The presidential campaign is meal ticket for so many.
Consider the interested: photographers, cameramen, makeup people, vetted reporters, TV crews, media consultants, campaign managers, both political parties, balloon artists, button and sticker makers, a lighting and audio-visual crew, stage and set builders, advertising firms, political action committees and the high-flying donors, hotel providers. The election industry is an appreciably big part of the US economy.
The Shakespearean soothsayers were serving up their blandishments at maximum capacity after Wednesday night’s ‘debate’. The same people who proclaimed Romney’s campaign as irretrievably over and dead by its own hand (after the 47% gaffe) are now thunderstruck by his resilience. Drama queens is an understatement…what is it with these people?!
Leigh Ann Caldwell of CBS News has called it ‘Romney’s media afterglow’.
Journalists inside the Washington beltway were unanimously flummoxed by Obama’s weak performance and Romey’s Reaganesque flair on stage.
Republican pollster Frank Luntz said polls are already showing uncommitted Republicans have jumped aboard.
What passes for ‘debate’ in presidential politics is no such thing. If you tuned in, what your senses were greeted with was a large sound-stage erected entirely for the convenience for TV cameras and the press. An extremely neutral moderator, Jim Lehrer, then queried each representative and set the echo-chamber in operation.
The candidates wear opposite coloured ties to signify competition.
‘Social Media’ (a deplorable term; is their a non-social media?) has been effusive and unforgiving to the moderator Jim Lehrer, who moderated very little. He came out of retirement for this thing even after writing a book on why after doing 11 debates between 1988 and 2008 he would never do it again.
But coaxed he was. Why you ask? Because deviation from conventional patterns is not a virtue in the election industry. In the 1980s, Reagan was incurably senile and never gave an unscripted speech while in Washington. (The Reagan-Mondale debates are forgettable and uninspiring). President G.W. Bush was far too witless and encumbered by stupidity to really debate in the real sense of the term. There is something choreographed about these ‘debates’ and Lehrer knows the steps.

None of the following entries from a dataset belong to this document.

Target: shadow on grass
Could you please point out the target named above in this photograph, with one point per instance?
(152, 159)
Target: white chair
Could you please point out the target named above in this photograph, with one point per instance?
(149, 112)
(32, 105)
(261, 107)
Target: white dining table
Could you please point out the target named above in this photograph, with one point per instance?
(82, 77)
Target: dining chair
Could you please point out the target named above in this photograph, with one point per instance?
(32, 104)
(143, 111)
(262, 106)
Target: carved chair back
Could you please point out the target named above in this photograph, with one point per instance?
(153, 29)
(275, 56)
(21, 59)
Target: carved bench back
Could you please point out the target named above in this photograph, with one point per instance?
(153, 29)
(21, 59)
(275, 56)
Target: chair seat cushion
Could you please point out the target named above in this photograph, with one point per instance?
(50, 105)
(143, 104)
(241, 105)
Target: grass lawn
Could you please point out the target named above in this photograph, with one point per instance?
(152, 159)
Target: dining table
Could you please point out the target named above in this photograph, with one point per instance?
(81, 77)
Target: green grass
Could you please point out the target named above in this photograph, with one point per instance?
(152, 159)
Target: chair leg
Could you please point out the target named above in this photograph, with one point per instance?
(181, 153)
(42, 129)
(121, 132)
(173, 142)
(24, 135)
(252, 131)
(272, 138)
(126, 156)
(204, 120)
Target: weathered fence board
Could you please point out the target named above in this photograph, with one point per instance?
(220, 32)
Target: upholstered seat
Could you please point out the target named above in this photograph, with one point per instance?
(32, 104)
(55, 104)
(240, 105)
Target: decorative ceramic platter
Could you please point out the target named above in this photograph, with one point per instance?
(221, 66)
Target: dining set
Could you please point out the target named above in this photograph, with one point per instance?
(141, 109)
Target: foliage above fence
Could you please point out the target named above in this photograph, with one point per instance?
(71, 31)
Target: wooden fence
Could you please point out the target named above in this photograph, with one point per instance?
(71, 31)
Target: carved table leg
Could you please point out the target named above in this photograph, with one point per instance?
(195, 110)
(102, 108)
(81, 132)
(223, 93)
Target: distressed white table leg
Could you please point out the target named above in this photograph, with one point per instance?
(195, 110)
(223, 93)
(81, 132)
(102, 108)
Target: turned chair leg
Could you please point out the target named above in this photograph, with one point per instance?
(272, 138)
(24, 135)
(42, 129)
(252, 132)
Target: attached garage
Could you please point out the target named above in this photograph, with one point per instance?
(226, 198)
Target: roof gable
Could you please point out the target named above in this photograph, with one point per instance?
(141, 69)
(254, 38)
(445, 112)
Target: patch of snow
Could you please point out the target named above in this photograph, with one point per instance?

What occurred? Lehrer lets each candidate spout their own personal versions of utopia, unchallengeable and unverifiable. Derived from focus group studies, the key words and hot-button issues like ‘middle-class’ and ‘jobs’ are then uttered. A litany of stats are presented, each more banal than the last. Unfalsifiable claims for the future are mouthed off like warring semi-automatics. Who know if any of those are true? And now the entrenched interests of journalists, who love the expense-account life, have conversation matter than is equal in substance to an ape’s bum-fodder to last until the next ‘debate’.
The election industry comes to town and checks their bags in four-star hotels. Its clubland time again, journalists acquaintances rekindle in the hotel bars, the gossip stays euphonious throughout the night in the restaurants. Group-think descends upon this community who energize and give air-time to the Hollywood style of politics.
This industry is a hermetic world as if journalists, pundits, pollsters, political parties and media relations personnel exists entirely unto themselves. The media commissions and publishes its own opinion polls. They gave unhindered space to political parties that offer up huge sacks of ready-cash for advertising, and get the interviews so long as they are properly suitable to the image of each candidate. Its a battle for ratings, not ideas. This is the very definition of ‘post-modernism’.
The poll-men then employ precognition to show us the future. They are election oracles. The Electoracles. This or that opinion poll is the instrument from which the the gods of democracy speak. A bounce in the polls for Romney after the debate! Time for the journalists to get to work on this story…
The glitz of camera flashes, the perfectly positioned corporate regalia, the lurid imprimatur of the sponsors all have a consensus-forming tendency, where ‘partisanship’ is a dirty word. The ‘debate’ is the Washington consensus-election industry symbiosis at its most sparkling and immaculate.
Then everyone folds their tents and caravans away to the next camera-friendly fun time. Can American democracy be saved?